I looked to windward, and no words can express my astonishment, when I saw, in the hazy distance, the ship which ought to have been engaged at our side with the foe, now heading to the westward, and firing hotly in our direction, at the very moment that she was crossing our larboard quarter, and when her shot could not reach the foe without passing directly through us. The discharge, indeed, dismounted two of our guns, beside damaging us aloft. She was by this time nearing us fast, and directly abeam.
“You’re firing into a friend,” shouted fifty voices in a breath.
“What does he mean?” said Dale, “surely he can see that we haven’t yellow sides like the foe—shew him the signal of recognition.”
The three lanterns, in a line, were instantly let down on the off side, when the Alliance ceased firing.
“Lay the enemy aboard,” shouted the officer of the deck.
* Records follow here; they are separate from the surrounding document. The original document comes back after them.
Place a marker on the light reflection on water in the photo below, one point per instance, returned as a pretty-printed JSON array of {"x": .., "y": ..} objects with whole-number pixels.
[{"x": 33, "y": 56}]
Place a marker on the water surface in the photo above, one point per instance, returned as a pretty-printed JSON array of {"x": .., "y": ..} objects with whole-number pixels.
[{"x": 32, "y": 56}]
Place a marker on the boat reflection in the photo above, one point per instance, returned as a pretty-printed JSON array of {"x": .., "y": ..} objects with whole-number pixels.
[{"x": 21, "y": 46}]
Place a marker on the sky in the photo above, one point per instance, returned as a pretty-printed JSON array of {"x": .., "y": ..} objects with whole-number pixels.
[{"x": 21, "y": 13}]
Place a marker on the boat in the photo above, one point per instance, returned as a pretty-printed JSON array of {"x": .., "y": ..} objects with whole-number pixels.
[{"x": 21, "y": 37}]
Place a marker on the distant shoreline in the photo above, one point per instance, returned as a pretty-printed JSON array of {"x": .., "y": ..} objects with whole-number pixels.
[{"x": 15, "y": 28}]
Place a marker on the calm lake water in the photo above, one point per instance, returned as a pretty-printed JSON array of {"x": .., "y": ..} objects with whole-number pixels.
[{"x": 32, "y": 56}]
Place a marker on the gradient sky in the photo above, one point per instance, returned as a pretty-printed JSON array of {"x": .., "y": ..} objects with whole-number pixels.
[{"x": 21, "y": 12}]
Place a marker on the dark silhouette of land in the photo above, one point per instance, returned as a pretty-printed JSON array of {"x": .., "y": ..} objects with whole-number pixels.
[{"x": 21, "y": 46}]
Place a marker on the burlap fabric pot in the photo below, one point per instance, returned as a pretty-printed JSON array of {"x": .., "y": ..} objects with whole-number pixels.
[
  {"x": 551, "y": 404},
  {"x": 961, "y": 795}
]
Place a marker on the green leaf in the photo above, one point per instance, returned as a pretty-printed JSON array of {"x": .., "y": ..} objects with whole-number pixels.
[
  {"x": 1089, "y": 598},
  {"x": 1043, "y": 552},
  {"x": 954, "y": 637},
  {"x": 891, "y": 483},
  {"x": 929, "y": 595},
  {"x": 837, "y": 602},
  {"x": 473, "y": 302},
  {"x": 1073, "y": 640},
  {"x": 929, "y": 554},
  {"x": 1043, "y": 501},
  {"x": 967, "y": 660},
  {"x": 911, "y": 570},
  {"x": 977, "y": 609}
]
No answer was returned, and our consort kept coolly on her course.
“Did you hear the order?” thundered the now exasperated commodore; “lay the enemy aboard, I say.”
“Ay, ay, sir.”
“Perdition take the cowardly traitor,” muttered Paul Jones betwixt his teeth, as he turned from the recreant ship.
I watched, however, the course of the frigate until she had hauled off some distance, and was almost lost in the shadowy gloom to larboard, when suddenly a cry of “fire” startled me, and turning hastily around I saw that the lower deck was a mass of flame. The confusion, for a moment, baffled description. Men were hastening to and fro for buckets; some shouted one thing and some another; a general consternation seemed to be spreading among the crew, and all discipline, for an interval of several minutes, was lost. To add to the disorder, the ship was perceptibly settling, and a rumour spread through the decks that we would sink in less than ten minutes. While everything was still plunged in chaos, the Alliance again appeared, edging down on our larboard beam, and hauling up athwart our bows, she poured in a fire of grape, which took effect on our crowded forecastle, instead of on the enemy—if indeed it was ever intended for the foe—and killed several of our own men. Never shall I forget the fate of one of our best officers—poor Creswell! who fell a victim to this discharge. I held his head in his last moments, and with his eye already glazing in death, and his tongue faltering in its accents, he prayed God to forgive his countrymen for his wanton murder. My blood boiled with indignation against the scoundrel who commanded the gallant Alliance, and, at that moment, I would have given ten years of my life to have crossed swords with Landais.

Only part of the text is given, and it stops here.